Great Covers Sell Books
Biff Barnes
Great covers sell books. If you want to sell books, yours had better have one.
In a survey of 616 readers of genre fiction by The Book Smuggler:
- 79% of respondents said, “Yes,” when asked, “Do covers play a decisive role in your decision to purchase a book?”
- When asked, “How large a role do covers play in your decision to purchase a book?
- 3% said, “A Dominant Role”
- 48% said, “A Major Role”
- 41% said, “A Minor Role
- 40% said, “Yes,” when asked, “Can (or has) a cover ever be the SOLE driving factor in your decision to purchase a book?”
The reason is simple. “Our brains are wired to process images faster than words,” Mark Coker, founder of Smashwords told Terri Guiliano in the Huffington Post . “When we see an image, it makes us feel something.” A great cover, he says, can “help the reader instantly recognize that this book is for them.”

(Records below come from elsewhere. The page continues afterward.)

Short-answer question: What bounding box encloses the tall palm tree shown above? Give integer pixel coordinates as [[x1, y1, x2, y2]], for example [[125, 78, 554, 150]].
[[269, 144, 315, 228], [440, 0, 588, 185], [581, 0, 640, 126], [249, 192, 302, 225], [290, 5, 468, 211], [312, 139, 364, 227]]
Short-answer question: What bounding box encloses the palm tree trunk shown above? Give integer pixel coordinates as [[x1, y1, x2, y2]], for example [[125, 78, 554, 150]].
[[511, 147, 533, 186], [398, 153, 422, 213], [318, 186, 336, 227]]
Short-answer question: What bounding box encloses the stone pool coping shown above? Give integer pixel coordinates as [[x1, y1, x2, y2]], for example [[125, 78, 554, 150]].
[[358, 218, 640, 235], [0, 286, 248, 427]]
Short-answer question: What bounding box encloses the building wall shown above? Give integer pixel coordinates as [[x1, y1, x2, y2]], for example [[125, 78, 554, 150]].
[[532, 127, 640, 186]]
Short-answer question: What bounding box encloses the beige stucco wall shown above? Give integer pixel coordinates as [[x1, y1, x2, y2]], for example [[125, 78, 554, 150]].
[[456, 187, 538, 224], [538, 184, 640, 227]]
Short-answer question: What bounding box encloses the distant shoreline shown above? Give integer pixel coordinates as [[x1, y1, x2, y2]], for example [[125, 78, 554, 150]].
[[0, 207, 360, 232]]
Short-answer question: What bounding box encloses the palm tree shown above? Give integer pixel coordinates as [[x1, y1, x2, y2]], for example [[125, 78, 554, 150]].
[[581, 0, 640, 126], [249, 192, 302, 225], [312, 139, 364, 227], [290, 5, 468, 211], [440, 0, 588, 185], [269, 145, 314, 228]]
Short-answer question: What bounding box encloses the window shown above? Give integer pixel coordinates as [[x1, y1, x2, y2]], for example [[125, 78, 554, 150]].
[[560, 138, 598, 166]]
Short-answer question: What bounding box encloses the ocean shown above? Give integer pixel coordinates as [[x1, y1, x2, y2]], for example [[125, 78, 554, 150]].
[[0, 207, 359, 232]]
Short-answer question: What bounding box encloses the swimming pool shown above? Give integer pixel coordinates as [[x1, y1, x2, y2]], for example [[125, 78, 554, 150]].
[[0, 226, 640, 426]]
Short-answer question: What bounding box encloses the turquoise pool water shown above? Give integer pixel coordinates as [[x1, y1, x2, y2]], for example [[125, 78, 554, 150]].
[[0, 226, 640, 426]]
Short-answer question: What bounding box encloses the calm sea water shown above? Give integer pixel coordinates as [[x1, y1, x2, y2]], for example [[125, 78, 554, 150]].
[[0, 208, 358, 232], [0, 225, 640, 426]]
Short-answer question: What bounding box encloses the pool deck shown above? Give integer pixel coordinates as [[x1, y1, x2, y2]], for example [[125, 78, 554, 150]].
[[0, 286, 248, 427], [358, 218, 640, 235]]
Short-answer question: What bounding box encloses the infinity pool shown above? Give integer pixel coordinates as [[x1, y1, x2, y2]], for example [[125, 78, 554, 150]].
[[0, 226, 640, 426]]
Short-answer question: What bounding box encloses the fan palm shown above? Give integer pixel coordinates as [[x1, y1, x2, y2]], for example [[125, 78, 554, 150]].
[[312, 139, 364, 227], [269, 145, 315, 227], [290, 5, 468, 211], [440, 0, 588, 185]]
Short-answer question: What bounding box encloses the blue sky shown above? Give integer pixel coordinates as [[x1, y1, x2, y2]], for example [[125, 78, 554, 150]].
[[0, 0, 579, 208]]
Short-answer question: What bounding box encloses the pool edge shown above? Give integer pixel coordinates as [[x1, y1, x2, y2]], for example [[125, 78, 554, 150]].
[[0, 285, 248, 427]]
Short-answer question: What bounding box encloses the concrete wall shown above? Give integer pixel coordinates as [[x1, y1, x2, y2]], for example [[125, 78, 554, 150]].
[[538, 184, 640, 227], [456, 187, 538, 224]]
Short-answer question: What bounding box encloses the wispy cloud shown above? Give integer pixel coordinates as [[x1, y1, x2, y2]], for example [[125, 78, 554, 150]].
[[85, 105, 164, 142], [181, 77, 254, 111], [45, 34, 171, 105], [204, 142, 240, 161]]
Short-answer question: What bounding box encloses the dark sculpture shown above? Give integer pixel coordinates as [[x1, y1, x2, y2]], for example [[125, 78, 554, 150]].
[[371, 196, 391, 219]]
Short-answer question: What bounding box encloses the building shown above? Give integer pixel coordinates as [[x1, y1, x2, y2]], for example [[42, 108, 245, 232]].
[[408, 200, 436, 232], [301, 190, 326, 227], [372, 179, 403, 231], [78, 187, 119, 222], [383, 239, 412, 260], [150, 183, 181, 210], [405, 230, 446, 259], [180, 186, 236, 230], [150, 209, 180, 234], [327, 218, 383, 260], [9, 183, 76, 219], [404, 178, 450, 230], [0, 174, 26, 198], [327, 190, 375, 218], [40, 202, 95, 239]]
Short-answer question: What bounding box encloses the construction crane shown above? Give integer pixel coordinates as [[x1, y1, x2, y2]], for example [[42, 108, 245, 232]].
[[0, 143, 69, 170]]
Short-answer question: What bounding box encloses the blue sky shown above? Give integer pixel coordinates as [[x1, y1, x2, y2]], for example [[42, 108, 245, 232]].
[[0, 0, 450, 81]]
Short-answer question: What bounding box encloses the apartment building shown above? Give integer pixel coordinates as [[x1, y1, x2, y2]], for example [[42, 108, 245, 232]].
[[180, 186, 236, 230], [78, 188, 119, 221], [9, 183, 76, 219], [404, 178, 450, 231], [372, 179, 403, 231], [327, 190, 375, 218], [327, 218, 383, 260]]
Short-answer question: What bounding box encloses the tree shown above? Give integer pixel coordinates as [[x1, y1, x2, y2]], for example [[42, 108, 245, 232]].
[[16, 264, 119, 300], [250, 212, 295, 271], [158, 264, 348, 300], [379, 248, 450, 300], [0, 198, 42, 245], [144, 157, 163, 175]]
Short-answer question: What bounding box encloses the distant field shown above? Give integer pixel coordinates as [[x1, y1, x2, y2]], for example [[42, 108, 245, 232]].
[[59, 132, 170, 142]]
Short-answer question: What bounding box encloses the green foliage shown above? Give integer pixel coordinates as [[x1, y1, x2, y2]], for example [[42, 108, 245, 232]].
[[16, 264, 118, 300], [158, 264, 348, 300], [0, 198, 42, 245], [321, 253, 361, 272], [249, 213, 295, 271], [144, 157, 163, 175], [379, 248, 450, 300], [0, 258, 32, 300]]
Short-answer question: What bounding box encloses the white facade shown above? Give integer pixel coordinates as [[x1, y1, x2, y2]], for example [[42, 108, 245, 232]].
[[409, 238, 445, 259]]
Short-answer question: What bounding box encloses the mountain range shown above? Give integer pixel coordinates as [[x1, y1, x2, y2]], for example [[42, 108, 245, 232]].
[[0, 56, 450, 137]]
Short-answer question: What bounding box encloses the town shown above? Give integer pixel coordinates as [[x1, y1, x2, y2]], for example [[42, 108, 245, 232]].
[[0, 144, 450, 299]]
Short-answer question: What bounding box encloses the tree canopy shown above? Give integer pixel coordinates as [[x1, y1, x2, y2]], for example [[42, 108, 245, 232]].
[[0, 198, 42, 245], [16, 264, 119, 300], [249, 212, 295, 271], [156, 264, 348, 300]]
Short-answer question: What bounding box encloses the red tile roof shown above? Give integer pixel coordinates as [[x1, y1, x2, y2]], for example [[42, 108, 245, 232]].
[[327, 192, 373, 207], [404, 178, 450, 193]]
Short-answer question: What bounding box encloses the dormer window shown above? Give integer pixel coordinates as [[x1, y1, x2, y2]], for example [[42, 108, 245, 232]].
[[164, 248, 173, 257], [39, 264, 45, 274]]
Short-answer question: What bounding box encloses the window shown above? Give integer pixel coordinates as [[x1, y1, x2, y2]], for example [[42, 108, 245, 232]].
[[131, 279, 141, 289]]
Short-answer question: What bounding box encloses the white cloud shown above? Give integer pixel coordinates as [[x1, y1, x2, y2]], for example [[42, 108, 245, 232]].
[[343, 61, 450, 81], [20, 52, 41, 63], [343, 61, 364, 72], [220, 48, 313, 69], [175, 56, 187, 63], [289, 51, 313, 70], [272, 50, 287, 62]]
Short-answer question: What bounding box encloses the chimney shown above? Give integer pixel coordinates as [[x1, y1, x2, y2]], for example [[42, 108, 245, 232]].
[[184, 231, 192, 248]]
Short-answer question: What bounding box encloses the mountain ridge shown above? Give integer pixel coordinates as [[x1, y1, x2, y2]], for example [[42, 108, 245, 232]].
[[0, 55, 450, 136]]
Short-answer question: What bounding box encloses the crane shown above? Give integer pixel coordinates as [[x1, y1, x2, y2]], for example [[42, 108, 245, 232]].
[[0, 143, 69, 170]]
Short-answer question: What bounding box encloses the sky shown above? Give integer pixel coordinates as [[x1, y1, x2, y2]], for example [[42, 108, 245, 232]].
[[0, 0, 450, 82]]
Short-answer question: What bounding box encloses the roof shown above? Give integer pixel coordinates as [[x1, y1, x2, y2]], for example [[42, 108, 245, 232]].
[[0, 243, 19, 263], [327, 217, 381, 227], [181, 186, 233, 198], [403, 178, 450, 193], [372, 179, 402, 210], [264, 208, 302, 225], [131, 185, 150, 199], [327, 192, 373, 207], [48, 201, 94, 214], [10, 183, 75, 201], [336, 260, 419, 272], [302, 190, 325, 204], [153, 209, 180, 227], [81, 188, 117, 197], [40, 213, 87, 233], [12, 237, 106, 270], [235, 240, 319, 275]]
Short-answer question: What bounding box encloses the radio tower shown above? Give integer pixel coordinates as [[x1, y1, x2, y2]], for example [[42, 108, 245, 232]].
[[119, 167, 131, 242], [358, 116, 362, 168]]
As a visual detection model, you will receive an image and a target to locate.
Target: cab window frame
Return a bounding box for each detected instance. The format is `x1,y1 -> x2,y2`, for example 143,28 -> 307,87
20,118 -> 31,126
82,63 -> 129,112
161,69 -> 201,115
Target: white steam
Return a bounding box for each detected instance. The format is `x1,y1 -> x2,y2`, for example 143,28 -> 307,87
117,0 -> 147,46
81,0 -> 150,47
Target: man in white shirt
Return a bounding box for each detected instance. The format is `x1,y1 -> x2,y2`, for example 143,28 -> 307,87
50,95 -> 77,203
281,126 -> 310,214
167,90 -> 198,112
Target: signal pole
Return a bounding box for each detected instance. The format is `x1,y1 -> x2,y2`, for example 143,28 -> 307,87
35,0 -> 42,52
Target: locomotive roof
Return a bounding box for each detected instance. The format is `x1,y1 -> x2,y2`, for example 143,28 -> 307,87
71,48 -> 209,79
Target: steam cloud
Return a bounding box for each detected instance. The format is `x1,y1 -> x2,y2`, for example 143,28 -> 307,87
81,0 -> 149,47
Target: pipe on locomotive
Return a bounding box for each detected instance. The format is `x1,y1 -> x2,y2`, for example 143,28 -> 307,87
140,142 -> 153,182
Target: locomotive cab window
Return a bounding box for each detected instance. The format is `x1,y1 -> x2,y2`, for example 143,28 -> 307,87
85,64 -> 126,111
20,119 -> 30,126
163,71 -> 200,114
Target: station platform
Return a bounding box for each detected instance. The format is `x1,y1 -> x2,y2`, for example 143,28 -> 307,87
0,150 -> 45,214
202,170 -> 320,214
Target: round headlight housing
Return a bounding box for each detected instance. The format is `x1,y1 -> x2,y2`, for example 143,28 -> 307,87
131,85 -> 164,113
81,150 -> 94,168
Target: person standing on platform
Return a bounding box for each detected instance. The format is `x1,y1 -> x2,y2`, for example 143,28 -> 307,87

That recognition is a product of great design. As Chip Kidd, who has designed iconic covers like those of Michael Crichton’s, Jurassic Park, Haruki Murakami’s , IQ84,David Sedaris’, Naked, Dean Koontz’, Intensity, and Michael Chabon Pulitzer Prize winning, The Amazing Adventures of Kavalier and Clay explained in a TED talk, “The book designer’s responsibility is three-fold to the reader, to the publisher, and most of all to the author. I want you to look at the author’s book and say, ‘Wow! I need to read that.’”
Does that kind of design skill pay off? You bet! Forbes.com reported that self-publishing authors who hired professional to design their covers earned 21% more than the average indie author.